Americanah by Chimamanda Ngozi Adichie
My rating: 5 of 5 stars
Americanah bears all the hallmarks of the traditional epic story: between the protagonist Ifemelu’s emigration from Nigeria to the other side of the Atlantic, sparking a long process of depression, race-inspired musing, and eventual financial success, and her childhood friend Obinze’s thwarted attempt to make a life for himself in London, the novel encompasses all the heartbreak, alienation, and self-realization that characterizes the best epic novels. Chimamanda Ngozi Adichie has crafted a novel that handles a difficult topic—race relations, especially in the cultural interactions between African-Americans and non-American blacks—incisively and powerfully while refusing to pander to the reader’s opinions or reservations.

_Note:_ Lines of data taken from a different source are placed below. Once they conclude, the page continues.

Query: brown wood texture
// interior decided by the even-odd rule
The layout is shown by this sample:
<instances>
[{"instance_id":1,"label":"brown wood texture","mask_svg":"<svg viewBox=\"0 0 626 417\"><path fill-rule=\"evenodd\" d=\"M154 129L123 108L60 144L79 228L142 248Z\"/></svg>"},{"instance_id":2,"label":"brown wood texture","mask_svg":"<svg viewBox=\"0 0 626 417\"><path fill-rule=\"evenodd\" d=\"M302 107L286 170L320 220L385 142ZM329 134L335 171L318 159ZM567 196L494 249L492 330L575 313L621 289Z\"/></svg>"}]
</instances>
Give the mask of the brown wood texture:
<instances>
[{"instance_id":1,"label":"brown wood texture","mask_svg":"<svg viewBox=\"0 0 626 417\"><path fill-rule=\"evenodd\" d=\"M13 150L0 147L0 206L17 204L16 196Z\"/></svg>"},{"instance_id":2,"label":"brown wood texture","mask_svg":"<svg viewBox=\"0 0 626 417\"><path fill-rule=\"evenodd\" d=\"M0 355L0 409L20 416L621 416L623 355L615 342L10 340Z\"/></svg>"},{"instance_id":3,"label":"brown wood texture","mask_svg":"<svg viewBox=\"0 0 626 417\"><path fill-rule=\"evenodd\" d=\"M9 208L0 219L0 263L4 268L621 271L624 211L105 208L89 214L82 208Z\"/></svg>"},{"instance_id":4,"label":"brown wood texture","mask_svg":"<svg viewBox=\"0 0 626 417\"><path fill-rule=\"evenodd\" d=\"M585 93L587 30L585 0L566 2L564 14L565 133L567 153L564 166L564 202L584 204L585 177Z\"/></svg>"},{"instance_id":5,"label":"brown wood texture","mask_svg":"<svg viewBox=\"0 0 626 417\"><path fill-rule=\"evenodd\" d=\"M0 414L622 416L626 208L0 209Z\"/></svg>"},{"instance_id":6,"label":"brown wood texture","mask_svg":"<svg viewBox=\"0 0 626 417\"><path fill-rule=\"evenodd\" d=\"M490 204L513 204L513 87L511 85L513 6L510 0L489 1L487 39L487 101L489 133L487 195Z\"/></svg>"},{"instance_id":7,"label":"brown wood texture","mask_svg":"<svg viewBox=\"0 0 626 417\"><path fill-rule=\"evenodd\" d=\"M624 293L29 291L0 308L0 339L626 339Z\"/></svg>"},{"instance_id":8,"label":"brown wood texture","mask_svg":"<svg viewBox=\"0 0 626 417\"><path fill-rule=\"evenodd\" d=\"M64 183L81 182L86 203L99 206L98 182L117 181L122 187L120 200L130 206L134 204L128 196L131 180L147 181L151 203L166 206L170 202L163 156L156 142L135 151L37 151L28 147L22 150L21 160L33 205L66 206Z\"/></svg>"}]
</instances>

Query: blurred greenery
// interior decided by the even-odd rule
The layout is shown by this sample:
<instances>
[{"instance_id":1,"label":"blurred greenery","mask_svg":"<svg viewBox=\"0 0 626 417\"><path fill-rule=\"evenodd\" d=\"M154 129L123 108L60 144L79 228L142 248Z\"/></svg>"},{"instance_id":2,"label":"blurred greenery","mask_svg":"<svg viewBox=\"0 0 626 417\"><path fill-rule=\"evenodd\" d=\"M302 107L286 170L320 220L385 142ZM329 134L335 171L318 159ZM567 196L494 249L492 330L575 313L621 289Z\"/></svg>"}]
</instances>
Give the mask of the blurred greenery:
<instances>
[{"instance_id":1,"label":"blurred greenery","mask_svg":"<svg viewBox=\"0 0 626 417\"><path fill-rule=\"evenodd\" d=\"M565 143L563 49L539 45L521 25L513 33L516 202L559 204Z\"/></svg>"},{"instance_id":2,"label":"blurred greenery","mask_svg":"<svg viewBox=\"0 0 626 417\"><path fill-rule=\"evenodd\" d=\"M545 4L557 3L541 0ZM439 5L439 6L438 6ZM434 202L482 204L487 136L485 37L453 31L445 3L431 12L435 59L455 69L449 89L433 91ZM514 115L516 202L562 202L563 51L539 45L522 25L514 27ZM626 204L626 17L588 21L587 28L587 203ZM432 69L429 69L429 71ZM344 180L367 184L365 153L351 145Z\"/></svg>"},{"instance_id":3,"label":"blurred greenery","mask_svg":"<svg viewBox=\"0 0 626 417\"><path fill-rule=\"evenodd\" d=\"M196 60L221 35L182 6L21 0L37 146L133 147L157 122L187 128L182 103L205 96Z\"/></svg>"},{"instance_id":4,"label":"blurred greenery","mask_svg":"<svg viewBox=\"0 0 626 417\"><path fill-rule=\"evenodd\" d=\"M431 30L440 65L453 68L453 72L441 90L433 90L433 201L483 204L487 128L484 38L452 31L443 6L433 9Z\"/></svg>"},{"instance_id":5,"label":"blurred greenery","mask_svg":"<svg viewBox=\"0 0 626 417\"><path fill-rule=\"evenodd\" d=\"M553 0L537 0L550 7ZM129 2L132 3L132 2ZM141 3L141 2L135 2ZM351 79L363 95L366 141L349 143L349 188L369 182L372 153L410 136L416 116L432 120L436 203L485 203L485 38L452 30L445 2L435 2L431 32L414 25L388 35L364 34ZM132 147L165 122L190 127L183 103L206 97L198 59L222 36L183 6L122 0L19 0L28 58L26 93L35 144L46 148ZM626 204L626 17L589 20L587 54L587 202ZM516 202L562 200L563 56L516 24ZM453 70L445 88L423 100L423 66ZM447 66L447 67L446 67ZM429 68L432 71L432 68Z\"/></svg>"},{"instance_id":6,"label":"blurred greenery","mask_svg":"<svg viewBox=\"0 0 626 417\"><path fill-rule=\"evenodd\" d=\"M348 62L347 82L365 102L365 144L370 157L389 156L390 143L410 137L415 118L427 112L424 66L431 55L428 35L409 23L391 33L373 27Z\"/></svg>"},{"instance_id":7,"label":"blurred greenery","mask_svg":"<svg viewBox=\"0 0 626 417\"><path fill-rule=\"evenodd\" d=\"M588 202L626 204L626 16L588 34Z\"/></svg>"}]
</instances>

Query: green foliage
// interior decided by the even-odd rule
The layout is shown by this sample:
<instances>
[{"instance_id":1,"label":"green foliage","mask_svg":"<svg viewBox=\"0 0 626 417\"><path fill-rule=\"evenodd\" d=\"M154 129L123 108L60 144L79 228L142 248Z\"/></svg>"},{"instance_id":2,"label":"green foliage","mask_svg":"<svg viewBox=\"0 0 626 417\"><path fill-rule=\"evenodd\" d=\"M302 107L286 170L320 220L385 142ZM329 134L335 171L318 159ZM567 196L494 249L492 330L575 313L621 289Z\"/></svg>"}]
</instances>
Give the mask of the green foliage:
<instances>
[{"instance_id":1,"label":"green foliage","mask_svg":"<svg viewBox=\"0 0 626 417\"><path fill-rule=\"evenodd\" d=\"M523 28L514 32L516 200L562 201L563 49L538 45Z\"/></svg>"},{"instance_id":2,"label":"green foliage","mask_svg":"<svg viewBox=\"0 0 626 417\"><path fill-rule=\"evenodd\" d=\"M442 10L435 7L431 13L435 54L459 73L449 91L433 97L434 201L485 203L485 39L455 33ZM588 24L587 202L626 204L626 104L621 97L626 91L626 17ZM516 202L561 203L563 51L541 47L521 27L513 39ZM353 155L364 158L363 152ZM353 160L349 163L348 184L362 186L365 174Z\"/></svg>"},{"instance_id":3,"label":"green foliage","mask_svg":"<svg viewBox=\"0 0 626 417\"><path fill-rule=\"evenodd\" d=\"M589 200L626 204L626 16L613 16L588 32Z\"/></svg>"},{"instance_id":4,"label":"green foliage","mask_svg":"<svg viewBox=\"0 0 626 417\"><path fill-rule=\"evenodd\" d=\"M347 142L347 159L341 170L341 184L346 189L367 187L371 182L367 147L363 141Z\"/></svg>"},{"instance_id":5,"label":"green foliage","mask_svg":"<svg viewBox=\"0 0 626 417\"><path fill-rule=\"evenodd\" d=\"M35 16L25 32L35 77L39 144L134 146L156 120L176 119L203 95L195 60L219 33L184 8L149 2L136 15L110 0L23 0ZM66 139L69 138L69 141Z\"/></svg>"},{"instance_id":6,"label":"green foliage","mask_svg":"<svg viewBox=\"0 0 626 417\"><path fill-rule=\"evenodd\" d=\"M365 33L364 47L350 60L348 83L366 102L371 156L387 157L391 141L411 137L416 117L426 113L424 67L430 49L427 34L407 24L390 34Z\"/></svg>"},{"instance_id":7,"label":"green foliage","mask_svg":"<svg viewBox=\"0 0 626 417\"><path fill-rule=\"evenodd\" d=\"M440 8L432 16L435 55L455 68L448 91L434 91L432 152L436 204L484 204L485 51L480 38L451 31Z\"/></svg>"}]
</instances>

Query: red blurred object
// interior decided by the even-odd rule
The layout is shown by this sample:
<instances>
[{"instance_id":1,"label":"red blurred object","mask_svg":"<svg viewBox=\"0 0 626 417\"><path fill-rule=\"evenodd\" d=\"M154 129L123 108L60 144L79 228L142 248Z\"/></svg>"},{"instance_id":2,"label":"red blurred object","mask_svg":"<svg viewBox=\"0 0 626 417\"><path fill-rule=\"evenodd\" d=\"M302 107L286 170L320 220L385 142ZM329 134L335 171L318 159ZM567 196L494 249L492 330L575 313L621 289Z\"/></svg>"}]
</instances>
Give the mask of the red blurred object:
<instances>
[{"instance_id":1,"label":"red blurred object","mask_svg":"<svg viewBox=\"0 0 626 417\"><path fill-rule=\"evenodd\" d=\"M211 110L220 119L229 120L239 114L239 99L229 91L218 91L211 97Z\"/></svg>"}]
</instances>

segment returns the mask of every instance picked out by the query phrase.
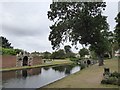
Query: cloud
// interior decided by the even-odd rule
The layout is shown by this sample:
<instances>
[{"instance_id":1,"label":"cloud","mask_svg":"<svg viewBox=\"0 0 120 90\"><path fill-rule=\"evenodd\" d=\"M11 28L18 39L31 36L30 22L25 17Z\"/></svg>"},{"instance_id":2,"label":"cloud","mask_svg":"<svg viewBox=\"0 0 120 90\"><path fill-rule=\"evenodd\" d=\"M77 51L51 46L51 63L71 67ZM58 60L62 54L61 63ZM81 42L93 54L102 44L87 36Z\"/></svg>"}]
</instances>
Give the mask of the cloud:
<instances>
[{"instance_id":1,"label":"cloud","mask_svg":"<svg viewBox=\"0 0 120 90\"><path fill-rule=\"evenodd\" d=\"M50 21L45 2L5 2L2 7L2 35L15 48L27 51L51 51L48 41Z\"/></svg>"}]
</instances>

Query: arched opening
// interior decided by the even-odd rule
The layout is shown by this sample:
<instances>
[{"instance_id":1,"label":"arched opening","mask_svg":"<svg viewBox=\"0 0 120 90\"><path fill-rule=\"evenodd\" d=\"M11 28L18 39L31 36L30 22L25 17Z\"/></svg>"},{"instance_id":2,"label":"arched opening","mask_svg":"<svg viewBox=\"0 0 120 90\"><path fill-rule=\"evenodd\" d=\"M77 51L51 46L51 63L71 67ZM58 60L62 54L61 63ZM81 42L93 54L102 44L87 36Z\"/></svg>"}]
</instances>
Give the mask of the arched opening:
<instances>
[{"instance_id":1,"label":"arched opening","mask_svg":"<svg viewBox=\"0 0 120 90\"><path fill-rule=\"evenodd\" d=\"M28 57L25 56L25 57L23 58L23 66L27 66L27 65L28 65Z\"/></svg>"}]
</instances>

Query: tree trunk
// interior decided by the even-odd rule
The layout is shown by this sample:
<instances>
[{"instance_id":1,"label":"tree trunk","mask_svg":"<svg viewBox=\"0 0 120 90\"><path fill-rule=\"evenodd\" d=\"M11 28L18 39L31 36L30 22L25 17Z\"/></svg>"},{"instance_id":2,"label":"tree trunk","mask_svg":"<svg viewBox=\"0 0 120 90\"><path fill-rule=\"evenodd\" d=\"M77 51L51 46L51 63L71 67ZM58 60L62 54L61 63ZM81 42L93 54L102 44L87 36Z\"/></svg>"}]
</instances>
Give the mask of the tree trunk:
<instances>
[{"instance_id":1,"label":"tree trunk","mask_svg":"<svg viewBox=\"0 0 120 90\"><path fill-rule=\"evenodd\" d=\"M103 56L102 55L99 55L98 56L99 58L98 58L98 60L99 60L99 66L102 66L102 65L104 65L104 60L103 60Z\"/></svg>"}]
</instances>

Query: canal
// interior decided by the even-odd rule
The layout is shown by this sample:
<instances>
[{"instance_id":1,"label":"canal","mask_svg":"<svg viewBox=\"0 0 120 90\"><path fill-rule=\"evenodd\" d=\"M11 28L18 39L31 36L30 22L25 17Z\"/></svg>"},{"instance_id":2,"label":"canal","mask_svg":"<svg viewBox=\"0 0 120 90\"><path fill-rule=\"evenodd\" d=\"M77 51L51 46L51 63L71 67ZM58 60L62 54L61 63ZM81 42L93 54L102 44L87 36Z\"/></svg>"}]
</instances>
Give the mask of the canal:
<instances>
[{"instance_id":1,"label":"canal","mask_svg":"<svg viewBox=\"0 0 120 90\"><path fill-rule=\"evenodd\" d=\"M80 71L80 66L62 65L2 72L2 88L39 88Z\"/></svg>"}]
</instances>

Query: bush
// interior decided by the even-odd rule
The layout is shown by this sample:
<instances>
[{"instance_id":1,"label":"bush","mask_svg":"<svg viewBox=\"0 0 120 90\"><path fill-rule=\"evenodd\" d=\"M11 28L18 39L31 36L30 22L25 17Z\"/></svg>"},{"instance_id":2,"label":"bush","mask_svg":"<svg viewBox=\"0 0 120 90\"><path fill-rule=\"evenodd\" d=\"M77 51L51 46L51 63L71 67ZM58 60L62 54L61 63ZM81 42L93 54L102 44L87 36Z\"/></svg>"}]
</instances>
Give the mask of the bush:
<instances>
[{"instance_id":1,"label":"bush","mask_svg":"<svg viewBox=\"0 0 120 90\"><path fill-rule=\"evenodd\" d=\"M2 55L16 55L16 51L12 48L2 48L0 51L2 51Z\"/></svg>"},{"instance_id":2,"label":"bush","mask_svg":"<svg viewBox=\"0 0 120 90\"><path fill-rule=\"evenodd\" d=\"M111 77L120 77L120 73L117 73L116 71L111 74Z\"/></svg>"},{"instance_id":3,"label":"bush","mask_svg":"<svg viewBox=\"0 0 120 90\"><path fill-rule=\"evenodd\" d=\"M113 84L113 85L119 85L119 79L120 79L120 73L113 72L108 78L104 78L101 83L102 84Z\"/></svg>"}]
</instances>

Every character (and, given the prodigious heft of this novel, there are many) is treated with a rare mixture of sympathy and harsh honesty, resulting in a cast that strikes the reader as impressively human. Maybe the conclusion, when Ifemelu comes to terms with the personal changes her decade and a half of Americanization has wrought, trails off less powerfully than a novel of this magnitude deserves, but overall Americanah easily proved one of the best books I encountered all year: utterly convincing and unapologetic, the kind of book that it would be a shame to miss.